Last week, 15 new MScSED graduates were conferred with their degrees at NUI Galway (fortunately, before the wicked winter weather arrived). At the programme reception afterwards, graduates and their families mixed with faculty and staff in a happy, celebratory atmosphere. It’s always a joy to attend a conferring ceremony, but for the MScSED programme the sense of anticipation and excitement is that bit greater. The programme is entirely online, so during the programme we meet most of our students only at the Orientation Day and Thesis Workshop. Students who live outside Ireland we may never meet at all! But we grow to know them well, over the course of the 2-year programme, based on our regular online interactions. Graduation, then, is exciting for students and staff alike, for the chance to celebrate with people we know well but may hardly have met.

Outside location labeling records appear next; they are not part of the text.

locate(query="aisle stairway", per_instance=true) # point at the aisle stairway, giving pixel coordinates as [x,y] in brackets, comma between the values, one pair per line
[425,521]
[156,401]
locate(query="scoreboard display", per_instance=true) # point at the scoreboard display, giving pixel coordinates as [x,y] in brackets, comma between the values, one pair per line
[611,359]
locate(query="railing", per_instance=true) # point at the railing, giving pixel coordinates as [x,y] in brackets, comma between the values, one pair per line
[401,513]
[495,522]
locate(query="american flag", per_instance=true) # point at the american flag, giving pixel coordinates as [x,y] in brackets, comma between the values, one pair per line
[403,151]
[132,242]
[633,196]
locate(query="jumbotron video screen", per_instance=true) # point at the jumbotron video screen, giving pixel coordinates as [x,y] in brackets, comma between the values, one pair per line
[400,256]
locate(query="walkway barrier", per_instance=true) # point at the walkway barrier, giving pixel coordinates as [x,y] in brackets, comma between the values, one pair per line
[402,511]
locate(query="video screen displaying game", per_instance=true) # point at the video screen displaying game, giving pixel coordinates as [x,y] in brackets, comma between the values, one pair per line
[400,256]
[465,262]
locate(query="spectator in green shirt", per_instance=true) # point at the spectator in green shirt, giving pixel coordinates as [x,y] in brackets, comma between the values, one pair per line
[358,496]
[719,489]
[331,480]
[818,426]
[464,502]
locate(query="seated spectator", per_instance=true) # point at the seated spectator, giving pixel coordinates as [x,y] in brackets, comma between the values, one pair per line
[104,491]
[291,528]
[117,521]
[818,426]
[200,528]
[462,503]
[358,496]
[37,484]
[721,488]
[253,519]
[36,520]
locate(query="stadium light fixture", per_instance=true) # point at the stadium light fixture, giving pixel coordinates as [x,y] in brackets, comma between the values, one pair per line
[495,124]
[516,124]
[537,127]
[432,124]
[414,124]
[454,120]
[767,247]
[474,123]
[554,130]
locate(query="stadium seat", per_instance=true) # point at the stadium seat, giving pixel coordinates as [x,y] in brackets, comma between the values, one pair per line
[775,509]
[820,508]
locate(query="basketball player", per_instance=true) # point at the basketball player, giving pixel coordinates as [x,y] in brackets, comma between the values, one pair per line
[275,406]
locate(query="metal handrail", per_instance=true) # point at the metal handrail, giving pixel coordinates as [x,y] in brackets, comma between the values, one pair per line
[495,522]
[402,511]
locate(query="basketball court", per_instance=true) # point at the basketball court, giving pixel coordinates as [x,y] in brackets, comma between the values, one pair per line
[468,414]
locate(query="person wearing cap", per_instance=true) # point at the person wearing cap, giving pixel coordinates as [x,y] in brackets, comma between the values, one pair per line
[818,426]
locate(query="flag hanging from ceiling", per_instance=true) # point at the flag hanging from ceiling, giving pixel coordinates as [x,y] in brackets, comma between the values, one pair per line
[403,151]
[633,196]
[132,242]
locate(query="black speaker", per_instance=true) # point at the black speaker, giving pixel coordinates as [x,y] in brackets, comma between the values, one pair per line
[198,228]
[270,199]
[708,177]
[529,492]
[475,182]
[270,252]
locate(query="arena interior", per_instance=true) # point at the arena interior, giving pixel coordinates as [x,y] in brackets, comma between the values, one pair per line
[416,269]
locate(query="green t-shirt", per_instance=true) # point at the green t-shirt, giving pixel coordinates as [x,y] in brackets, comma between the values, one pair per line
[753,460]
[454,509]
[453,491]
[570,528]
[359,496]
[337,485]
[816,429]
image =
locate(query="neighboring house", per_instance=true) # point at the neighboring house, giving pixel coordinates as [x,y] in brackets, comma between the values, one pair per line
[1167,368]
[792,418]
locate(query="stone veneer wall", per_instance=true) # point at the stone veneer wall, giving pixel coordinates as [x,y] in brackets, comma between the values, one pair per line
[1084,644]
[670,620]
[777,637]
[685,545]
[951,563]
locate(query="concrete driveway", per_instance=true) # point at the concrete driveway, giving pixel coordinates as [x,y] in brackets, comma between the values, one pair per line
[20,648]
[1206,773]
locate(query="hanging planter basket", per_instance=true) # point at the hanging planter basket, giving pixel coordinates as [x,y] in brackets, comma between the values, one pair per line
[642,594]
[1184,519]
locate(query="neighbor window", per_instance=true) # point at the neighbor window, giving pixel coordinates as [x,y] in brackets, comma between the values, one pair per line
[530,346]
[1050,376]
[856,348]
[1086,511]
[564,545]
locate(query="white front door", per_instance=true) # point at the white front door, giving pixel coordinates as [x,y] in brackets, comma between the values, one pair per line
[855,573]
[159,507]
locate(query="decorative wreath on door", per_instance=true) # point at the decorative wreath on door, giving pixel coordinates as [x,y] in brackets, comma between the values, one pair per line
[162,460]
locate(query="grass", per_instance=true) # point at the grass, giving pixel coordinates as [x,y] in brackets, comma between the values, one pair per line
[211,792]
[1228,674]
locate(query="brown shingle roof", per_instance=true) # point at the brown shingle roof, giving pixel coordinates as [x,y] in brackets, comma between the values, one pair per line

At last week’s conferring celebrations, amidst all the happy chatter, three pieces of feedback stood out for me. They were recounted by our new graduates as elements of the programme which stood out for them and were instrumental in their success:

  • Feedback – Facilitators who provided rich feedback were praised highly, for helping students to stay engaged and to dig deep for real learning.
  • Support – Individual support from module facilitators as well as ongoing support from the programme team were considered essential “so we don’t feel like we’re all alone out there”.
  • Passion – Finally, one graduate said that the best advice he received was to “choose a thesis topic that you are passionate about”. He took that advice and his passion sustained him on the long path towards completing his (excellent) thesis.

 

MScSED graduates, we congratulate you on your success! And we thank you for reminding us why we enjoy this work so much; as one of our facilitators said, celebrating your achievements with you “refills the enthusiasm reservoir”. You help us to remember, in the midst of all our activities, the importance of Feedback, Support and Passion.